Ich bin ja nicht wirklich ein Trekkie, aber habe brav TNG, Voyager, DS9 und auch die alten Folgen geschaut. Irgendwie waren die alle nicht so toll wie SeaQuest oder gar Babylon 5, aber das ist eine andere Geschichte. Begeistert war ich von der Figur eines Jean-Luc Picard, auch wenn die meisten anderen Figuren nur nervten. DS9 war da schmutziger und spannender, Voyager futuristischer aber jeder Spin Off war irgendwie sehenswert, mal mehr, mal weniger.

Die neue Besetzung ist toll und überzeugt und dass die special fx toll sind versteht sich von selbst. Die ständige Selbstironie ist ja witzig, nur wenn ich Sci-Fi sehen will die sich selbst dauernd auf die Schippe nimmt seh ich Firefly oder gar Futurama. Egal, einige sehr gute Lacher sind dabei. Was mich extrem störte, ist die ständige Präsenz der Offensichtlichkeit einer neu auszurichtenden Marke.
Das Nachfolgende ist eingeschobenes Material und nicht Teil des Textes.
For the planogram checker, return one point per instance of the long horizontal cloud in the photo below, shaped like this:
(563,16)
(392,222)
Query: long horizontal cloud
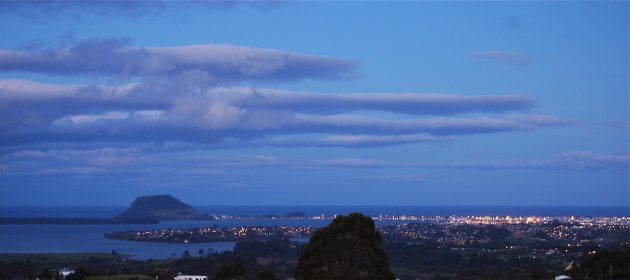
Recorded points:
(134,160)
(112,56)
(34,112)
(575,160)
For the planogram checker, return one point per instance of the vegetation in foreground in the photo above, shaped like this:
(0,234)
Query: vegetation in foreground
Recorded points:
(327,257)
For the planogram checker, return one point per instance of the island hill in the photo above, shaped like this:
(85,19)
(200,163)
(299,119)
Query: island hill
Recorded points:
(143,210)
(159,208)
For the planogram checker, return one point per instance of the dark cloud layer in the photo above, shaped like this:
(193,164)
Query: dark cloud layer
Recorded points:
(113,57)
(175,111)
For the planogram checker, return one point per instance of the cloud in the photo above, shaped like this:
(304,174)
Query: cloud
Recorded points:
(47,10)
(113,57)
(502,56)
(576,160)
(180,110)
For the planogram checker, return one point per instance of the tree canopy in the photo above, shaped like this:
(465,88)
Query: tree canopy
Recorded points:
(349,248)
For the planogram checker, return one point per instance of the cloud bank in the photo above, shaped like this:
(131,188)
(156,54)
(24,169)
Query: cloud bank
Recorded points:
(222,62)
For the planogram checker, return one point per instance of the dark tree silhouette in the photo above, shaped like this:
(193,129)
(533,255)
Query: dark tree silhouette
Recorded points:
(348,248)
(266,274)
(230,272)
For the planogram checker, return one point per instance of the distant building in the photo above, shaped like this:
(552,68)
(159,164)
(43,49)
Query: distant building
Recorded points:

Alles muss für die heutigen 14-jährigen hingetrimmt werden – darum wird die Vergangenheit über Bord geschmissen und um die Verwertbarkeit von Star Trek zu fördern bedient man sich dem bei Comics beliebten multidimensionalen Universums. Naja, man kann es ja glauben wenn man es will.
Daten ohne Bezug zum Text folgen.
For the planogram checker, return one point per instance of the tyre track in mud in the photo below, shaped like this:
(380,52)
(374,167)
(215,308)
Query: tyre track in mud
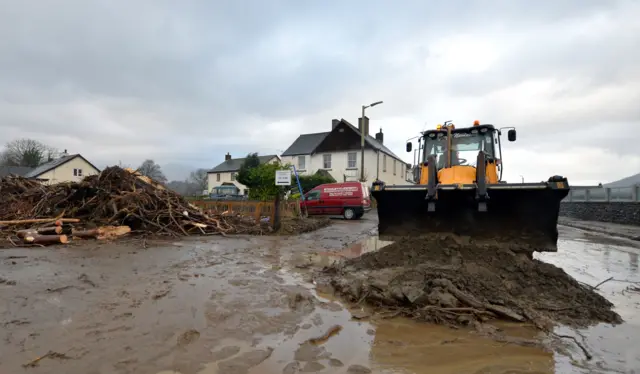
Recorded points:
(119,308)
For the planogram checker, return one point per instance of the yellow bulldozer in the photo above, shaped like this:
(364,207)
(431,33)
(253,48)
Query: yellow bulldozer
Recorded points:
(458,189)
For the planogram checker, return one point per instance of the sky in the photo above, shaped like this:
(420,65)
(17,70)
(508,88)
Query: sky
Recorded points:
(185,82)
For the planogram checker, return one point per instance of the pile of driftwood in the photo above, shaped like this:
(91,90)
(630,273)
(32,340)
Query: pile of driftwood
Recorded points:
(101,205)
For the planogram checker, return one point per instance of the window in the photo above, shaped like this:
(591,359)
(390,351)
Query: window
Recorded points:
(313,195)
(352,159)
(326,161)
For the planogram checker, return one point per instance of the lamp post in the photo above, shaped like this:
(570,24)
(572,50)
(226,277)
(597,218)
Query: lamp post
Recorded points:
(362,129)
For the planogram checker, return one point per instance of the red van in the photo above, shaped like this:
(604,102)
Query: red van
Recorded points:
(349,199)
Schlimm finde ich, dass wenn früher noch versucht wurde eine Vision einer zukünftigen besseren Zivilisation mit ethischen Prinzipien zu propagieren (was natürlich auch manchmal nervte – Stichwort Oberste Direktive), dies nicht mehr zeitgemäß scheint. Vielleicht ist dies ja sogar ehrlicher, im Endeffekt geht es nur um Geld, die Vision eines Roddenberry ist wohl mit ihm gestorben, im neu eröffneten Star Trek Universum wurde die Utopie von Action abgelöst – mit dem einem kann man Gewinn maximieren, mit dem anderen eben nicht – kein Platz also für Utopien meinerseits anymore.